The wolf is one of the most feared animals—and one of the most misunderstood. Most of us have heard the story of the big, bad wolf created by fairytales and Hollywood, but due to their cautious and shy nature, very few people get to see what they are really like. An ambassador wolf allows gives us the chance to meet the real thing.
Meet Orenda. She's worked very hard everyday to earn the important role of ambassador wolf. Orenda is vital to changing the way the gray wolf is perceived. If you've been to an event with the Rocky Mountain Wolf Project, you might have met her yourself!
Ambassador wolf have the ability to do things that are usually only seen in domesticated animals. They are comfortable on a harness or leash, meeting large groups of people, and traveling away from their familiar site. As a result, people are given the opportunity to see what these amazing animals are truly like up close. Wolves inspire respect, admiration, and understanding from the individuals they meet in only a short period of time, and this is more important now than ever.

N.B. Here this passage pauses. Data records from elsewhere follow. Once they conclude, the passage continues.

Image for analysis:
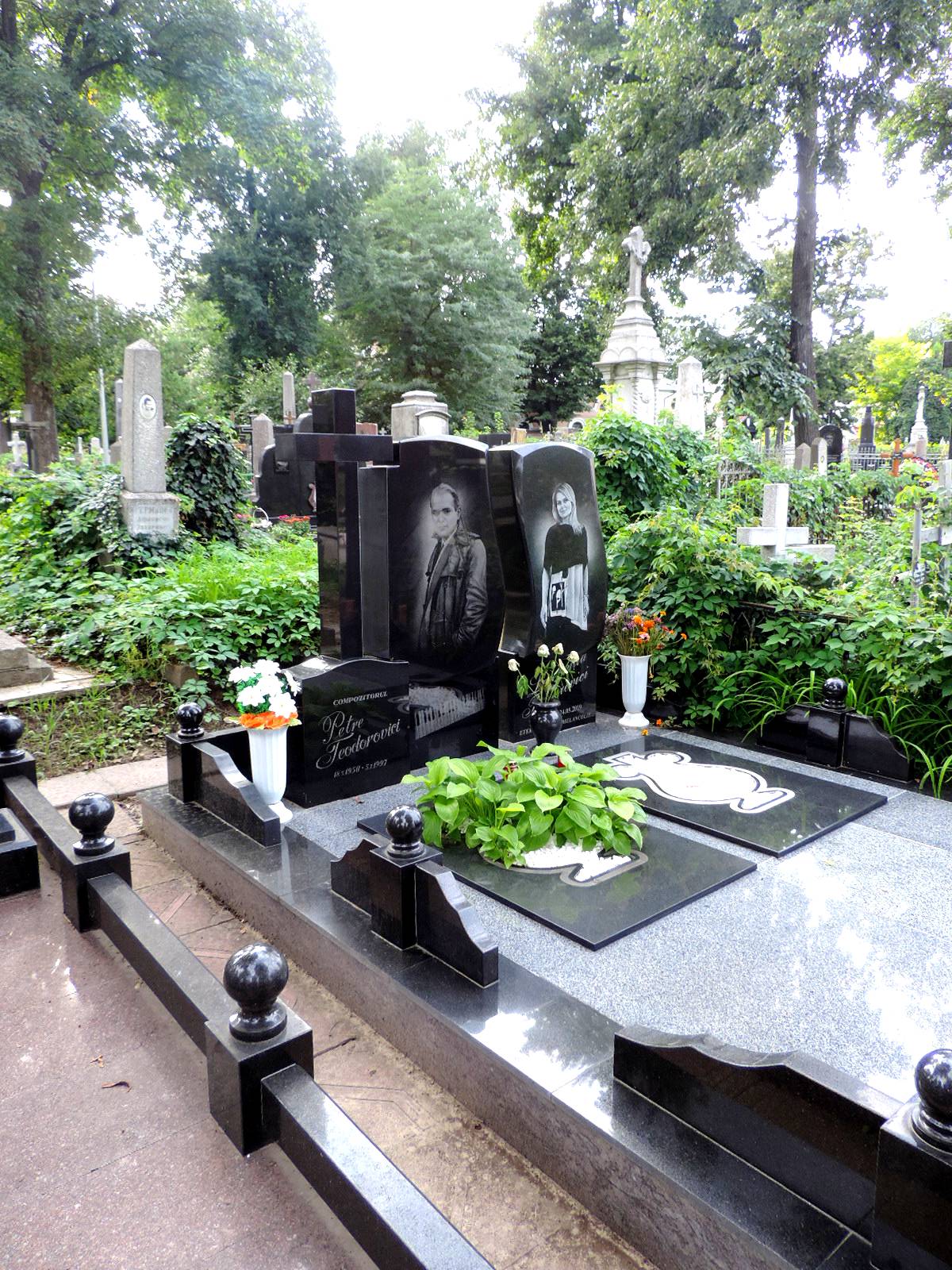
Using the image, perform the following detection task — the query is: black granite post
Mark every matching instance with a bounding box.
[871,1049,952,1270]
[205,944,313,1156]
[56,794,132,931]
[0,706,36,785]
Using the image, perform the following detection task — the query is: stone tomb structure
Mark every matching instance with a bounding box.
[489,442,608,741]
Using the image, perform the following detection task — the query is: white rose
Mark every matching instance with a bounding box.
[271,692,294,719]
[256,675,284,700]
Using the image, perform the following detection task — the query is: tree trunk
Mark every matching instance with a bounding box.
[789,93,819,446]
[13,171,60,471]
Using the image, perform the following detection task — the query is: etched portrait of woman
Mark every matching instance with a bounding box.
[419,483,487,663]
[539,484,589,648]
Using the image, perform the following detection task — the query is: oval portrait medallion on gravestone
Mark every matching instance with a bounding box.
[387,437,503,683]
[490,442,608,652]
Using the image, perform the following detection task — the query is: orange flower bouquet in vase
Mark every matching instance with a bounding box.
[228,658,300,824]
[599,606,675,728]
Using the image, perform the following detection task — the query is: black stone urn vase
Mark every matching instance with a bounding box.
[529,700,562,745]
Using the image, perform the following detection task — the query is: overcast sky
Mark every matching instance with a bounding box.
[95,0,952,335]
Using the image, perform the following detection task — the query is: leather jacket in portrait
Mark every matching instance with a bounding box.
[420,531,487,662]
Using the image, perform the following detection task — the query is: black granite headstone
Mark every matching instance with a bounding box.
[373,437,504,766]
[287,656,410,806]
[489,441,608,656]
[820,423,843,464]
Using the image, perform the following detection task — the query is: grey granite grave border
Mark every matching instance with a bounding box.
[142,777,878,1270]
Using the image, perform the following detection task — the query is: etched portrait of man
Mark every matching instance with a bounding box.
[419,483,487,664]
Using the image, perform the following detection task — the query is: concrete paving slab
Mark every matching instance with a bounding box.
[0,667,103,706]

After the successful reintroduction of wild wolves, most notably in Yellowstone National Park, public education of the wolf is essential to ensuring their survival and future reintroduction in other places they historically called home. Learning to co-exist with wolves is the greatest challenge in restoring the species, and, since their listing on the Endangered Species Act is tenuous as of late, their lives are dependent on our understanding and compassion.
The ambassador wolf has the ability to tell the story of the real wolf. Those who encounter an ambassador wolf leave not only with a greater respect for wolves but for all wildlife. They learn the shy, curious and family-oriented nature of wolves, a big contrast to the massive man-eaters that we’ve read about in our bedtime stories. They also learn how to co-exist with wild animals in general. For example, learning the behavioral differences between domesticated dogs and wolves may help stop practices such as feeding wildlife, which is a serious problem when reintroducing animals near people who are not familiar with them.
The myth of the big, bad wolf is one that has developed over centuries, long before European settlers came to the United States. It is why we were so universally determined to exterminate the wolf as Europeans moved across the country, treating them with almost pathological hostility. It is only since scientists began to study wolves up-close that we learned just how misguided our stories were. With ambassador wolves, we stand a better chance at tearing down these outdated and unfair misconceptions we still hold on to.